The Face Recognition Problem
Is a single image database sufficient for face recognition? A Psychological Experiment
Final project by
Liron Michaely Alon Grubshtein
Introduction
In recent years facial recognition has become a very popular area of research in computer vision. Its uses range from
home application to criminal apprehension. Due to the nature of the face recognition problem, this field involves not
only computer vision researchers but also neuroscientist, cognition scientists and psychologists. As such, progress in
the field of computer vision may require deep physiological understanding, and in turn may advance certain theories in
the field of neuroscience.
A general statement of the face recognition problem can be formulated as follows: Given an image of a scene, identify
or verify the person in the scene using a stored database of faces.

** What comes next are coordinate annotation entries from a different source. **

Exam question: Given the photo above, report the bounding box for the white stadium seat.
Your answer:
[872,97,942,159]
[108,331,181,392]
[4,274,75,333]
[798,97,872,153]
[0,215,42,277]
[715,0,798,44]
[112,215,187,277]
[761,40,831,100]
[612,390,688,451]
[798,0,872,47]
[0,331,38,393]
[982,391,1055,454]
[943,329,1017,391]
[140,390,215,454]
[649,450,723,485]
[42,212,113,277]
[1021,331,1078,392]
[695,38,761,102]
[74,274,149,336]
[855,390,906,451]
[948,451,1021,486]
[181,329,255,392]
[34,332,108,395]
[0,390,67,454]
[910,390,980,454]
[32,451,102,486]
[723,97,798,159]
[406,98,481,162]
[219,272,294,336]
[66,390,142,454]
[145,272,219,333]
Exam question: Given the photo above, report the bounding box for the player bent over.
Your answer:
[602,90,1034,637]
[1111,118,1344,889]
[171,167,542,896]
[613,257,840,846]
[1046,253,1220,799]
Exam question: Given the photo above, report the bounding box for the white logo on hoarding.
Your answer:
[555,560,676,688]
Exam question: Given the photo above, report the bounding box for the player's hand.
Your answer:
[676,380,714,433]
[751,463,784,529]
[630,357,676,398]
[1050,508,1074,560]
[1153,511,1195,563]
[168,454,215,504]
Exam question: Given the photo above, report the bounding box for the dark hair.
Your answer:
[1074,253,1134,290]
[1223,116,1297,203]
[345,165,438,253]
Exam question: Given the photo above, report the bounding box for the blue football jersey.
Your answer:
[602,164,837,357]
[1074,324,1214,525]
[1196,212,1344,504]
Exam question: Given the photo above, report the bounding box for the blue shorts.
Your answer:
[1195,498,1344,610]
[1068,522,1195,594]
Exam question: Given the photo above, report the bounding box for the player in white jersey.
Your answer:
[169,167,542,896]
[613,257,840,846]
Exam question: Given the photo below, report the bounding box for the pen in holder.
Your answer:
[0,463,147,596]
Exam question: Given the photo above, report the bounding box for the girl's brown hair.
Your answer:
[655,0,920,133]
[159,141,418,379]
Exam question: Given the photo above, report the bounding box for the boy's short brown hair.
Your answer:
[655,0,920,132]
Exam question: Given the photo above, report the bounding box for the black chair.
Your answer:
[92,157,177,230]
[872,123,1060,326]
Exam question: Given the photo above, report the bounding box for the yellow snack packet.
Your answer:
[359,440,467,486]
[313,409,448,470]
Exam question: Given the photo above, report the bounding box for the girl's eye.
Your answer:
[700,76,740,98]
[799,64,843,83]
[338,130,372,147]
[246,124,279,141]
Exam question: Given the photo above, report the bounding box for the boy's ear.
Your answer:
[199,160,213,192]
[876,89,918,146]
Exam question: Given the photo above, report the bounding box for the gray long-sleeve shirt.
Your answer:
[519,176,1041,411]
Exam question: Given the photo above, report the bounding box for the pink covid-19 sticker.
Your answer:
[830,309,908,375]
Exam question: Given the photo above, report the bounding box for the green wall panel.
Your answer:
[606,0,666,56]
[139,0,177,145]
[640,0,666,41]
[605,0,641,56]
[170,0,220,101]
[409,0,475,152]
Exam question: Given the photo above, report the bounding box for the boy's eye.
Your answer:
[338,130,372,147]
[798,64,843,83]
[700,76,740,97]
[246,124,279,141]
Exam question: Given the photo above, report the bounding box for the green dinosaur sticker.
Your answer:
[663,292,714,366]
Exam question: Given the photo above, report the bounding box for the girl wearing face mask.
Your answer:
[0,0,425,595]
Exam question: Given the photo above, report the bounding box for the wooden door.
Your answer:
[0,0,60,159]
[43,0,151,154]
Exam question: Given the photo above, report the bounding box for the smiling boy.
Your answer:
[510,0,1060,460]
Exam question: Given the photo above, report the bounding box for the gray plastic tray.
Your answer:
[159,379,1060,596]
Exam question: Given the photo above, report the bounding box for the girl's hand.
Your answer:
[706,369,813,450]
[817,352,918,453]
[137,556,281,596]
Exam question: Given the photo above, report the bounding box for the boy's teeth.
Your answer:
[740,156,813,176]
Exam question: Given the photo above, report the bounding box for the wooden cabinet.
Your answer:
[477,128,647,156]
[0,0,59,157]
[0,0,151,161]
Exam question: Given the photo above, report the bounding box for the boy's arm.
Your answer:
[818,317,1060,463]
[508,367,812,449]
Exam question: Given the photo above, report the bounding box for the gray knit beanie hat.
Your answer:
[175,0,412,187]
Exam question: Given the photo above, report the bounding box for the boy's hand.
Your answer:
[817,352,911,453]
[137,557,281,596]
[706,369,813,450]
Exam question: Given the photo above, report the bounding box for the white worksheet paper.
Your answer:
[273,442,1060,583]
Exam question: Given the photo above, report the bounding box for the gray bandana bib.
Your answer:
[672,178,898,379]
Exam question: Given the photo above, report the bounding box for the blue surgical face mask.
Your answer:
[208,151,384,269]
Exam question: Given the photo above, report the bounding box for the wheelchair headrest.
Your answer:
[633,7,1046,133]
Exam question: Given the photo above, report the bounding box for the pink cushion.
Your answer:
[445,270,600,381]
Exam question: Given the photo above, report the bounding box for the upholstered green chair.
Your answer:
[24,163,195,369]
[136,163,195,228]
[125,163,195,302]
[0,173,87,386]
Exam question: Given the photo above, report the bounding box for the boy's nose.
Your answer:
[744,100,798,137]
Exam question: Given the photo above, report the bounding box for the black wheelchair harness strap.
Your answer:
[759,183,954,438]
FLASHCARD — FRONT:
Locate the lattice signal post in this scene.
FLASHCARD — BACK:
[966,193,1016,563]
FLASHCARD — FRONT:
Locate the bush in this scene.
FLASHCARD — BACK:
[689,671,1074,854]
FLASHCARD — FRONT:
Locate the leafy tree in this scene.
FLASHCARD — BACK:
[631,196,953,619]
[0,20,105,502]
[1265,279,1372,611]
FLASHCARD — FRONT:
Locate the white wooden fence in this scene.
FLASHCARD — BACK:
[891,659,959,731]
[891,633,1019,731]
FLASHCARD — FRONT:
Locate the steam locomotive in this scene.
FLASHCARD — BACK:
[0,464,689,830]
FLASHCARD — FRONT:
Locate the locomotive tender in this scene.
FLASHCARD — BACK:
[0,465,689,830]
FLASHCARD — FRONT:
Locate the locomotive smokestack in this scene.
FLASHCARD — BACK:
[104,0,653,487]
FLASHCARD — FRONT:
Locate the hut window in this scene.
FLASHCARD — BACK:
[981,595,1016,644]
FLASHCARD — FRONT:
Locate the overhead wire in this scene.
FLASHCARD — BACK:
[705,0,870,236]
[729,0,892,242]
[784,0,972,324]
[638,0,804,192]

Since today's solutions are based on comparisons, efficiency is based on both the time required for computation but
also on the size of the database required. In our experiment we want to examine the minimum size of database required
for successful face recognition. Our examination was based on the best available hardware-software mechanism available
to us – the human visual system.
Our experiment challenged the human visual system to successfully recognize a face using the smallest possible database
– a single frontal image.
Our assumption: The human visual system is capable of successful facial recognition based on a
single image, even under extreme conditions.
Method
The experiment we conducted was based upon an application we wrote, in which subjects were exposed to a single frontal
image of a face (the target), and were tested on their ability to distinguish the target from different other
faces (the distracters) at various angles. Subject’s results were kept together along with their respectable
response time.
We've taken several steps to increase consistency of our experiment, such as: Angle consistency, Control image, image
order and similar prominent features between target and distracters.
Results
We define four types of possible responses:
- A correct “yes” answer is called a “Hit” (H).
- A correct “no” answer is called a “Correct Rejection” (CR).
- A wrong “yes” answer is called a “False Alarm” (FA).
- A wrong “no” answer is called a “Miss” (M).
We analyzed results of 40 different test subjects, of various ages and gender. No test subject has ever seen our taget
or our distracters prior to the experiment.
Subjects acheived an overall of 96% accurate responses.
Of the total wrong responses, 93% were FA mistakes and 7% were M mistakes.
Taking into account the fact that there were 8 times more distracters images and hence a greater chance for
FA mistakes, we normalized our result, and received a total of 66% FA mistakes against only 34% of M mistakes.
Surprisingly, no correlation was found between the angle of the image and the number of FA mistakes.
Average RT was: 1.47838 Seconds.
A correlation was found between the number of mistakes and the RT.
Another surprise is that no correlation between the RT and the angle of image was found.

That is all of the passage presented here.